É eu já acabei o curso, faz tempo já, só que eu tô aqui fazendo o TCC pra sempre, eu tô fazendo o TCC pra sempre! Daí eu leio sobre isso ou sobre finanças e fico enrolando meu TCC pra sempre. (T).

[...] tipo, conciliar com os estudos, não sei se dá pra dizer que me prejudicou, de certa forma, esse era sempre um tempo que eu podia estar estudando, mas eu não sei se eu estaria estudando... Não posso botar a culpa no estágio, porque eu tinha o final de semana livre, eu podia ter estudado. (Joana).

[...] o TCC eu não consegui concluir... não tem uma data específica, mas já ficou marcado pra fevereiro... quem sabe se seu me esforçasse um pouquinho, conseguiria (riso), mais eu já tava assim, meio de saco cheio. (José).

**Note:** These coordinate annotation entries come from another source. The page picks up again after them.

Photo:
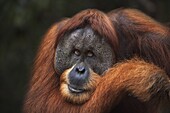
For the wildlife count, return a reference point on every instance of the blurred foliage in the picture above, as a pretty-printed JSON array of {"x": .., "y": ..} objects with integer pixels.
[{"x": 23, "y": 23}]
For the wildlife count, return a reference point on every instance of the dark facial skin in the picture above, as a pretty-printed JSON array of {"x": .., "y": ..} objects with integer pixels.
[{"x": 84, "y": 45}]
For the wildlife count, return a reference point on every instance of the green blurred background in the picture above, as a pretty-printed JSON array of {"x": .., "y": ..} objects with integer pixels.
[{"x": 23, "y": 23}]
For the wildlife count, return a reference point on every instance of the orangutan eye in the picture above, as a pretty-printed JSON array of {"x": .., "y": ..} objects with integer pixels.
[{"x": 76, "y": 52}]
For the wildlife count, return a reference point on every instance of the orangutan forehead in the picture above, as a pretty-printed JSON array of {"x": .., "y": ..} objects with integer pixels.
[{"x": 85, "y": 35}]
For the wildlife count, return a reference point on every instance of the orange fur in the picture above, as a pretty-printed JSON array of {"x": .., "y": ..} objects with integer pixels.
[{"x": 146, "y": 82}]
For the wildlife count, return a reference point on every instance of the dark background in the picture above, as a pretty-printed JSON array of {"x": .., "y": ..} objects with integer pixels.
[{"x": 23, "y": 23}]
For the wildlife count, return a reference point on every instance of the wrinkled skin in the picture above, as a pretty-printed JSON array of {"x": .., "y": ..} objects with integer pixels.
[{"x": 84, "y": 45}]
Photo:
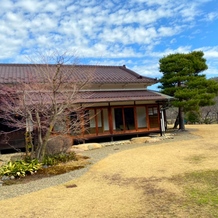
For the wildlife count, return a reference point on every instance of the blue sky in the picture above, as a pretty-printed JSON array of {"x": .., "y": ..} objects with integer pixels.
[{"x": 136, "y": 33}]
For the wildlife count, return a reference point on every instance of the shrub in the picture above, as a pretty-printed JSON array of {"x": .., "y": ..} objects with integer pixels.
[
  {"x": 58, "y": 144},
  {"x": 20, "y": 168},
  {"x": 51, "y": 160}
]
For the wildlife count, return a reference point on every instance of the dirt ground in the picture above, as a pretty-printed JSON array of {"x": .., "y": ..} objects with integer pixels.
[{"x": 133, "y": 183}]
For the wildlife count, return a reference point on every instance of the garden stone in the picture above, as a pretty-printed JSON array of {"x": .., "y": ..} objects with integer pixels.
[{"x": 5, "y": 178}]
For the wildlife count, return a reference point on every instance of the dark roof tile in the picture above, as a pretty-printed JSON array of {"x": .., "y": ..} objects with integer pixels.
[{"x": 18, "y": 73}]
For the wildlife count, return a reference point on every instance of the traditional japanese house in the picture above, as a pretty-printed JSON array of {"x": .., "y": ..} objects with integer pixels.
[{"x": 119, "y": 104}]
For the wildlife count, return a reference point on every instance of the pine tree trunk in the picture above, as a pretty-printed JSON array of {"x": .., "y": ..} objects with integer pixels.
[{"x": 181, "y": 119}]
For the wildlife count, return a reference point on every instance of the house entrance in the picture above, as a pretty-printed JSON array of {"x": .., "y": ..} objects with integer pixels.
[{"x": 124, "y": 119}]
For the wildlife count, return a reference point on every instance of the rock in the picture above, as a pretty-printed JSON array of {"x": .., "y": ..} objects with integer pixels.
[
  {"x": 5, "y": 178},
  {"x": 59, "y": 144},
  {"x": 157, "y": 139},
  {"x": 140, "y": 139},
  {"x": 88, "y": 146}
]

Harvey (2000, p. 198) enuncia que há “um tempo e um lugar para tudo”. Assim sendo, pode-se inferir que, diante da modernização instituída nos ritmos espaços-temporais do capitalismo efêmero e fragmentado, também haja uma pulverização de sentidos entre o que ser quer e o que se tem a fazer num conjunto de prescrições sociais. Desse

modo, discurso e prática são contraditórios, o estudo é destacado como uma prioridade, mas na ação diária o estudo acaba sendo preterido, compondo um cenário característico do movimento dialético enquanto condição humana. “Dentro dessas condições, num processo interminável de escolhas e consequentes totalizações, destotalizações, retototalizações, vamos nos repondo, transformando e cristalizando e, assim definindo nosso ser no mundo” (Maheirie, 1994, p. 141).